令和4年(2022)・沖島

令和4年度 日帰り吟行会

コロナ禍で3年間実施せず、見送ってきた吟行会を10月4日(火)に決行した。
行き先はびわ湖のなかに浮かぶ沖島。近江八幡市の北端部にあり、琵琶湖の東岸より最短部で1キロ半ほどの沖合にある。
びわ湖の島のなかでは最大の島で、唯一、住人が居る島。
当日は長命寺港に09:30に集合、近江八幡駅からバス(定期運行バス)で来る人と、自家用車で直接くる人と、ここで集合。総勢20人の参加。
船に乗る機会はそんなにないのでみんなワクワクしている様子。私もワクワク。

島は周囲約7キロで、道路はあっても一台も自動車は無く、島民の人たちは自転車(三輪)を利用して移動している。
私たちとそんなに年代の変わらないと思えるガイドの方2人が案内してくれる。
この日は天気が良くて真夏のように暑く、すべて歩いて回るので、脚力が要る。
特に学校の跡地の展望台への上り坂では、一団となっていたグループがずーっと縦に長くなる。

島内の住居のある通りは、典型的な漁師町の通りで、細い路地を挟んで家が並んでいる。これは貴重な文化遺産だとガイドの人が紹介した。
この島の住人の祖先は源氏の落ち武者であるということで、笹リンドウの紋が小学校や、寺、神社などに誇らしく掲げられている。
この沖島は明治時代から昭和40年頃までは、漁業よりも石材業が盛んな島であったという。島のそこここに大きな石がゴロゴロしている。
東海道線の盛り土の石垣や、琵琶湖疎水のトンネルなどもここ沖島の石で造られているという。

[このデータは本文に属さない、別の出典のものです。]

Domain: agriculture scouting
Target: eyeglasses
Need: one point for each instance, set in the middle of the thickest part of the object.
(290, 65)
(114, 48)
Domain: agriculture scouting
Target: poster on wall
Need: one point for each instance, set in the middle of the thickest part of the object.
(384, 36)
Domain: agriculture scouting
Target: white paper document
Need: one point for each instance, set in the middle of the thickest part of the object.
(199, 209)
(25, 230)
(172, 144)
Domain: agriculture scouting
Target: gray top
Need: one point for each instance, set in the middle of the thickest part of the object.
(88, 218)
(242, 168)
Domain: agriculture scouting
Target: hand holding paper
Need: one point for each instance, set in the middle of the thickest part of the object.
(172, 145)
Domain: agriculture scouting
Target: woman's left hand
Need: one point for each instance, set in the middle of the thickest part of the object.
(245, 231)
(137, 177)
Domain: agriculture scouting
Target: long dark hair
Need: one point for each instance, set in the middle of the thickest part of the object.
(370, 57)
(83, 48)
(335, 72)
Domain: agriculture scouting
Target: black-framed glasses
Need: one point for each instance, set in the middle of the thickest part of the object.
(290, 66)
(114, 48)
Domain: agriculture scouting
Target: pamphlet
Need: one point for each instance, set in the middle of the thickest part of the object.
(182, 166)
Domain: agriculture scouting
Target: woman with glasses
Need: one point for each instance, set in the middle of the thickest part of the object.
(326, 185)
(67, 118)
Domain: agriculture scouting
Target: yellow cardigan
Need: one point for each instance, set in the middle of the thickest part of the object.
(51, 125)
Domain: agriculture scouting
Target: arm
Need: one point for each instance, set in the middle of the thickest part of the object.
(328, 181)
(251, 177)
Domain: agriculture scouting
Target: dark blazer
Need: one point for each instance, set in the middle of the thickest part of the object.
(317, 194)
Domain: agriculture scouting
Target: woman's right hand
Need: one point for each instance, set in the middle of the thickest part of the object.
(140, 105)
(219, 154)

昼になって港にもどり、準備されていた昼食を摂る。足が疲れていて、この椅子に座るのが極楽の気持ち
浦山事務局長の手配があって、貴重なビワマスの刺身と煮付けが膳に載っている。みんなワイワイといっぺんに賑やかになる。
島内には大きな漁業倉庫がある。こんな小さな島にこんな大きな倉庫が要るのか?と疑問に思うが、琵琶湖の漁業は、攻撃型ではなく「待ち」の漁業で、網などを設置しておいて魚が入ってくれるのを待つ漁業のために、それぞれの大きさの魚に合わせた漁網が要るために、こんなに大きな漁業倉庫が必要になるのだという。

午後も島内の巡っていなかったお寺などを回っている内に、出航時間の14:00になる。
帰りは、これも事務局長の手配があって、伊崎の竿飛びの場所を船が回ってくれた。
船長は60代くらいの年配の人だが、親切で、操舵を操りながら説明してくれる。

長命寺港に戻ったときのこと、船が着くべき岸壁に、大きな漁船が先に接岸していて、船を岸に寄せることが出来ない。
「こんなとこに漁船おきやがって」と、船長ぶつぶつ言いながら、なんと、船を回転させて、船尾を漁船と漁船のあいだの狭い巾を通って接岸させようというつもり。
最後になっての思わぬ出来事に皆、心配そうに甲板に出てきたりして見ているが、見事に船尾を接岸させた船長。
「あっぱれ」である。最後に気分よく下船出来た。

そして、港の四阿で一同あつまって、会長のあいさつがあって、解散という前、ガイドの人が、突然「今から長命寺のガイドをします」と言う。
「えっもう解散やろ」と思いながら、皆ガイドの人の話しを聴く。
思うに、島内では、歩いてばかりでそれほどガイドの腕を振るう機会がなかったために、ここで長命寺の説明をしておこう……というような感じであった。
神妙に傾聴して、会長のあいさつを聴いて、午後3時現地解散となった。
ひさしぶりの吟行、いい思い出が出来ました。沖島の皆さん、がんばった船長さん、がんばったガイドさん、いい天気をくれた空、ありがとうございました。